The kids of poly parents who have taken part in studies haven’t shared their parents concerns, and have rarely expressed any sense of abandonment or trauma from their parent’s partners moving in and out of their lives.

So goes every other pearl-clutching worry.

Polyamory just doesn’t have any evident downside for parenting. But it has ample upsides.

The Poly Solution

A metamour of mine once commented on how so many films and shows are based on love triangles. He can only shake his head and point out, “You know, there’s a solution for that.” In Elementary, Sherlock Holmes is tasked by computer hackers with writing an essay defending which choice Bella should make, Jacob or Edward. He aptly remarks that it’s obvious she should choose both and develop a polyamorous triad with them, but alas, he has to write under the constraints set by the hackers. Just like the constraints all too often set on us all by society.

Polyamory can solve a number of problems created by monogamy.
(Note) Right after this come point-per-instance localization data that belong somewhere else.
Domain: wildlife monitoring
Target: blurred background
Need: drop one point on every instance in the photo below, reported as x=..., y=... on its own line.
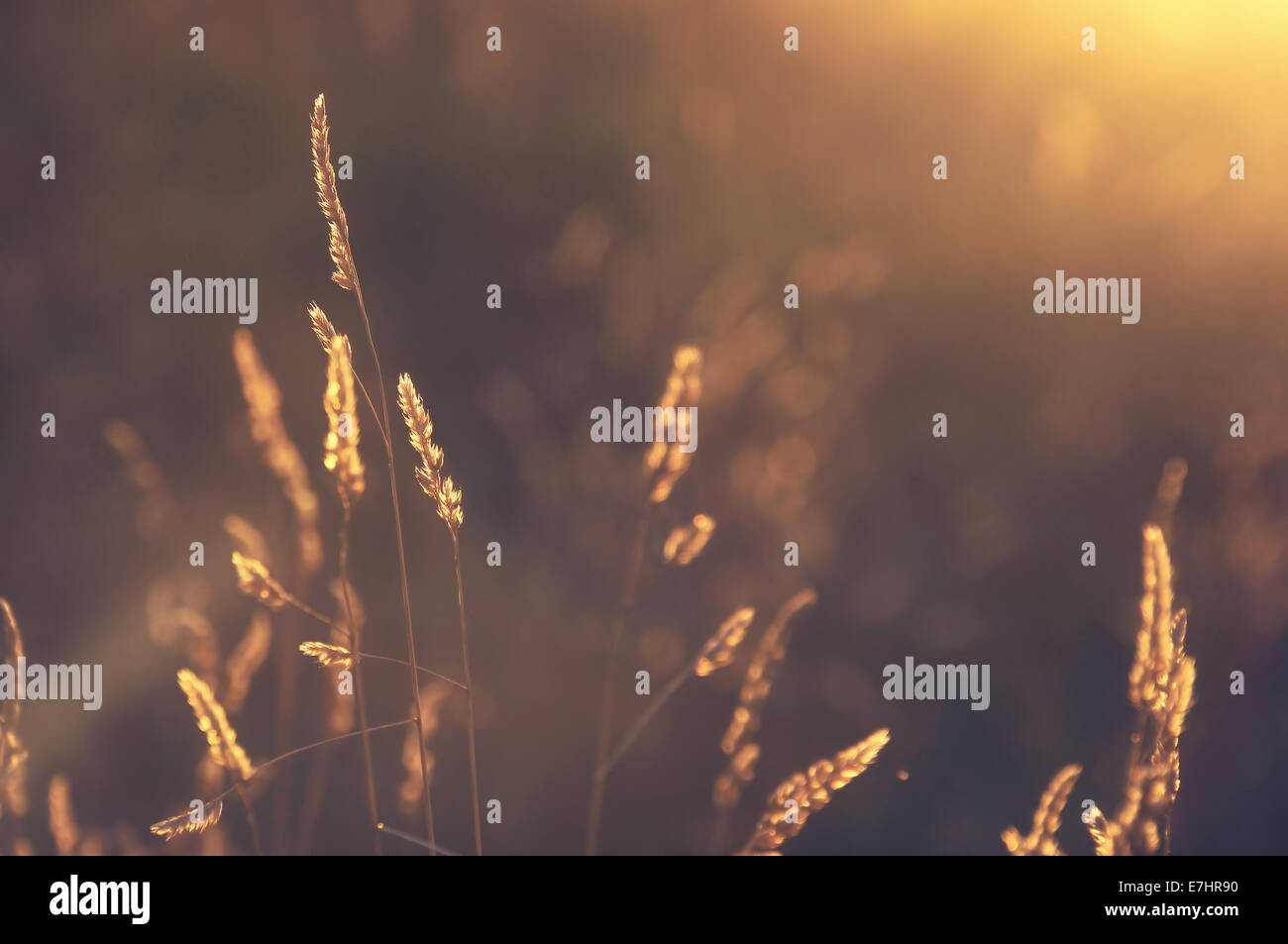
x=518, y=168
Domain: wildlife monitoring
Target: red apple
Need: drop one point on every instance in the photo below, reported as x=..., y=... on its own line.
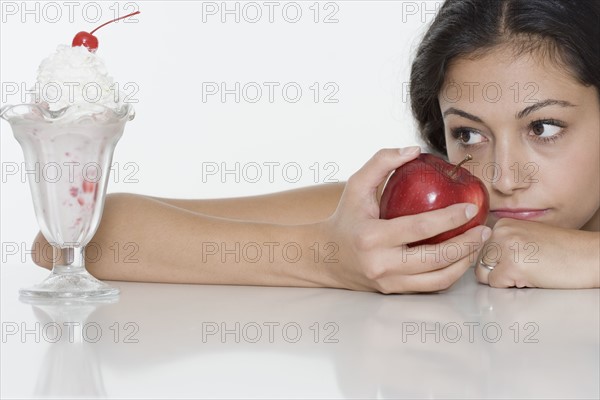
x=429, y=183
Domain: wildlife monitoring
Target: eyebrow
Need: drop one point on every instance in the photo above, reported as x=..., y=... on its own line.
x=521, y=114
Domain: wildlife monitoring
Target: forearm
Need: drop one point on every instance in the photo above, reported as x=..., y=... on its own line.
x=588, y=259
x=296, y=206
x=177, y=246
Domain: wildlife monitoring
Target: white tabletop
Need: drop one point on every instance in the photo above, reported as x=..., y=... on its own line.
x=162, y=341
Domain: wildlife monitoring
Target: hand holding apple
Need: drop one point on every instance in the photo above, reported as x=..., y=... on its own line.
x=371, y=253
x=429, y=183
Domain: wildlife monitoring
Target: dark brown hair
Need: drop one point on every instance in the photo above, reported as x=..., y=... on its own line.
x=566, y=30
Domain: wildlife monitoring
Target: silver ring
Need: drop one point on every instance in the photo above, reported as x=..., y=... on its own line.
x=484, y=265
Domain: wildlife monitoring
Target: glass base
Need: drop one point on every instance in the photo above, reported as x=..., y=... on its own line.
x=72, y=284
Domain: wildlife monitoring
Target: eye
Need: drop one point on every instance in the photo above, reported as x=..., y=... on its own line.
x=467, y=137
x=546, y=128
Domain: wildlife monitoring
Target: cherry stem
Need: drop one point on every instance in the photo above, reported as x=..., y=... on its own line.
x=455, y=169
x=116, y=19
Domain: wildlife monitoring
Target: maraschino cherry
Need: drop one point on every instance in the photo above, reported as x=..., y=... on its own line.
x=89, y=40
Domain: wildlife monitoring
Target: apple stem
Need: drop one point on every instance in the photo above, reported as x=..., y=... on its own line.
x=116, y=19
x=468, y=157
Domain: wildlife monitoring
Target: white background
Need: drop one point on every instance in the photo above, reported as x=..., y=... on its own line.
x=176, y=46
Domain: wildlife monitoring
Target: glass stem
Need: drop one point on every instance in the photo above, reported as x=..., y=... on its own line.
x=69, y=260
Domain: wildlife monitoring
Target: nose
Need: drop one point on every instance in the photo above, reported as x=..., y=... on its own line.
x=512, y=171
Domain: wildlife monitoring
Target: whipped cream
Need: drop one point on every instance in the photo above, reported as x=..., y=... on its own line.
x=75, y=76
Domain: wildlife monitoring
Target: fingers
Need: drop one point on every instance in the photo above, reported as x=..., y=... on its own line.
x=484, y=268
x=403, y=261
x=377, y=169
x=427, y=258
x=412, y=228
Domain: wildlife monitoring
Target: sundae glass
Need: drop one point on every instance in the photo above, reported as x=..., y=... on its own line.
x=68, y=137
x=70, y=152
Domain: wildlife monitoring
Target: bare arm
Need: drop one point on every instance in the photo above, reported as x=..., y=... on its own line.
x=147, y=240
x=296, y=206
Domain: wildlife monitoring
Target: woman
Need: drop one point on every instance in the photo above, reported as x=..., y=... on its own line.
x=515, y=84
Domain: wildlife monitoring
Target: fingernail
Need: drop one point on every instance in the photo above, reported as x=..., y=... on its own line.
x=409, y=150
x=471, y=210
x=486, y=233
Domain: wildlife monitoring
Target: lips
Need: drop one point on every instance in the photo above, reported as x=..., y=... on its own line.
x=519, y=213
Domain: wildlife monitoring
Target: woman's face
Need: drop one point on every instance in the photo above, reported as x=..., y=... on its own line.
x=533, y=132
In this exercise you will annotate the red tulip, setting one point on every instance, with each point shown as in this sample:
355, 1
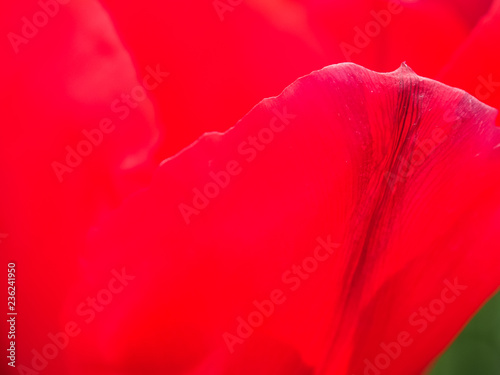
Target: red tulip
88, 93
344, 227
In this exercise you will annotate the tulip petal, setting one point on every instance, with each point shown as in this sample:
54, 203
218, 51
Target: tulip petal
317, 228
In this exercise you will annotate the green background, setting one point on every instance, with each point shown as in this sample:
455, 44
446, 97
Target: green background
477, 350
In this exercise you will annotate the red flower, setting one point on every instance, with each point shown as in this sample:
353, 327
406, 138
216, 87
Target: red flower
345, 225
83, 107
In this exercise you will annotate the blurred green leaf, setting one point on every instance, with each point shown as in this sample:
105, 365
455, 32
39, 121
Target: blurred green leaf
477, 350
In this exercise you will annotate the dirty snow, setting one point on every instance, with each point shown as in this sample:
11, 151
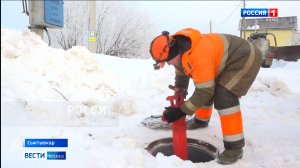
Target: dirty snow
98, 101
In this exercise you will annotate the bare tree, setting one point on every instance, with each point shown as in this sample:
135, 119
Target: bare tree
121, 30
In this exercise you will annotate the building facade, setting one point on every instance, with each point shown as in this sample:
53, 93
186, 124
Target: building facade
284, 29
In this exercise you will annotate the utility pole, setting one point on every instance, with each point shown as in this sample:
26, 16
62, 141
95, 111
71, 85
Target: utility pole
92, 26
210, 26
35, 7
242, 23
Suspicion, jealousy, dependency, loss of self, having to keep many of your thoughts secret, getting tired of each other, getting on each other’s nerves, boredom, falling into a rut, and other forms of relationship burnout (assuming it isn’t the case that maybe you shouldn’t be together in the first place), as well as narrowness of experience, unfulfilled desires or longings, loss of autonomy, and not being able to devote all your time to each other because of other commitments in life.

With polyamory, if you do it right, you can get to:

  • Divide emotional labor and relieve building tensions.
  • Divide physical labor and multiply access to resources.
  • Experience more lives intimately.
  • Enjoy more sexual pleasure and experience.
  • Enjoy more emotional pleasure and experience.
  • Gain better communication skills and more self-knowledge.
  • Gain more intimate knowledge about your lovers’ actual thoughts & feelings.
  • Get stuck in fewer ruts and routines in your relationships.
  • Not have to depend on only one relationship.
  • Become more self-confident and independent.

That’s not even a complete list. I may elaborate on it in future. Not all arrangements bring you all these benefits. Not everyone needs or wants them all. But all these advantages are as available to the poor as to those of means.

Conclusion

But this isn’t an article about how to do poly, or what the poly options are, or what their values and norms should be, or how to transition to a poly lifestyle. I’ve written a little on that before. But there is a growing body of articles online about all of those things, from highly experienced polyamorists (some even from credentialed doctors, psychologists, sociologists, and experts in human sexuality). You can explore that world. There are also debates within the poly community on everything as well. So you should be aware of those and not assume every polyamorist is necessarily right (including me). Some things are better practices than others for different people. And some things are probably just bad ideas all around; while some are universally good.

Honesty, respect, and communication I find to be the core fundamentals, without which no ethical non-monogamy is possible. And IMO, if you truly practice those three, you can build an entire ethical non-monogamy for yourself and your partners. But there is a vast body of experience to benefit from as well. People have learned from mistakes, and that knowledge can help you. And all of this is increasingly available online to read and integrate. For those who want a starting point in a more solid manual, most commonly recommended within the polyamory community are Opening Up, The Ethical Slut, and More Than Two. They each have their own upsides and downsides. But together, I think they cover all the bases of polyamory 101.